The role of technology, and Big Data in particular, looms large in health care, as executives noted from several perspectives.
“The investment we have made in data analytics is off the charts,” said Joe Agnello, president and producer for Lockton. “We have to have meaningful analytics to share with clients and show them what we can do with it. The challenge we have to our team is: So what? What are the innovative things you are doing, and how is using the great data that’s becoming available helping to drive down cost?”
David Klasnik, managing director for Washington-based The Advisory Board, said part of his consultancy’s mission entails taking claims-level data and making it easier for health systems to use. “We figure out what subset of patients is driving the highest cost, where the opportunities are for improved utilization, whether that’s through drug or procedural, and ultimately helping organizations” laser in on the areas where they perform best, he said.
His colleague, Brendan McDonald, pointed out that health care as a sector “in general lags the vast majority of industries in use of data to drive business decisions” about spending.
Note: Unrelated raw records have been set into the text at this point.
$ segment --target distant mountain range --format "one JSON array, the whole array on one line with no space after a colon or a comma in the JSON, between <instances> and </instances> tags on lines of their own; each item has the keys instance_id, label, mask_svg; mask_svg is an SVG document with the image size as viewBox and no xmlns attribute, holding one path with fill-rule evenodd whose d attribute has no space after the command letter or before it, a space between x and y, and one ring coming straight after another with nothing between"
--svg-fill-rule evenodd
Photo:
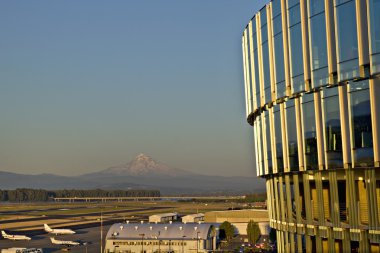
<instances>
[{"instance_id":1,"label":"distant mountain range","mask_svg":"<svg viewBox=\"0 0 380 253\"><path fill-rule=\"evenodd\" d=\"M157 189L162 194L239 194L264 192L256 177L209 176L171 168L139 154L127 164L81 176L27 175L0 171L0 189Z\"/></svg>"}]
</instances>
But now, executives are coming to terms with both descriptive analytics and what the data mean, as well as predictive analytics to figure out what challenges might be ahead. “They are becoming much more advanced in using data, something health care is not historically good at,” he said.
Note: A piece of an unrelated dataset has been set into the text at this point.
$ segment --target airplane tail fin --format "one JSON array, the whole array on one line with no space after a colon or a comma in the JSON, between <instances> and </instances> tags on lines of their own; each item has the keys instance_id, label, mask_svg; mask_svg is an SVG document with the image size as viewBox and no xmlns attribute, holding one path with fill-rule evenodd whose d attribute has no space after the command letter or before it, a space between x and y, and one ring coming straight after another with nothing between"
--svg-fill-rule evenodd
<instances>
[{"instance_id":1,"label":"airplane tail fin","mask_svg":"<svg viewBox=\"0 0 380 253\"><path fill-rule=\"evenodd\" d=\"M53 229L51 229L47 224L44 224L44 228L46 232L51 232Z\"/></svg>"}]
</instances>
Like Lockton, UHC has focused “a ton of resources on growing data capabilities,” said Michael Margherio. “Give me more data, give me more data, but we challenge our folks to do exactly the same things: Tell us what employers can do with it, how they can use it, how it can help them make decisions.” Among the more innovative applications, he noted, was within health-care systems themselves, since they can integrate benefits for large work forces with care delivery and consumer experience all within their own organizations. “That’s becoming a model for other business,” he said.
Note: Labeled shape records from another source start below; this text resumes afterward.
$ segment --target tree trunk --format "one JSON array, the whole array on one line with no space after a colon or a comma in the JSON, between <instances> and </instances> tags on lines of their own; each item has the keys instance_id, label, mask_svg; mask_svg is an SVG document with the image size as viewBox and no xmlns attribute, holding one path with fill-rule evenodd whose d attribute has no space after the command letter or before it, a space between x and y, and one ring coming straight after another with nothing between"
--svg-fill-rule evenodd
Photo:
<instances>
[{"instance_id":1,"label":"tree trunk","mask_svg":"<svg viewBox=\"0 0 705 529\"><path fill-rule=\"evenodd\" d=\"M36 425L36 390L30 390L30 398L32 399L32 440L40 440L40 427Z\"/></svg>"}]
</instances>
Angela Bedell, executive director of the Kansas City Medical Society, said broader issues of cost control need to be grounded in specific goals and outcomes. She cited her own experience at the end of 2013, challenging her staff to increase physician membership in the coming year, and offering specific bonus amounts up front. Result? The memberships quadrupled in 2014, she said.
“If I had said to the team, just work on membership, grow it big and fast, I’ll pay you something and tell you how much it will be later, I’m not sure we would have grown the same way,” Bedell said. “We need that same clarity with physicians, but it’s tricky.”
All of this change is altering the very nature of relationships between health-care stakeholders, from the patients to the physicians, from the insurers to the employers. Patti Grozdanich said that “in the old days, we’d get in the room and hammer each other, providers and payers, over every unit of cost, every penny.” Moving past that, she said, has led to a focus on helping employers find greater value in their health-care spend.
“The best part about this conversation,” said Brian Johnston, “is that, say what you want about the Affordable Care Act, good or bad, it has increased the level of strategic engagement from the business perspective; I don’t care what size it is.” Michael Margherio echoed that: “The kinds of conversations employers are having with payers, and having directly with providers, are a very different conversation than they were having 10 years ago, even five years ago.”
For decades, when employers have looked at health-care plans, said Paula Andonian, “I’m not sure they’ve been seen as anything but a necessary evil, as opposed to opportunities to define themselves: “‘This is who we are, this is how we operate, this is what we do: How we can enrich the lives of our employees?’ ”
It’s really taking a look from a different viewpoint, she said, “with how they can make this more effective for employees, how they can manage the cost and what can they do that’s different from the way we’ve always done it.”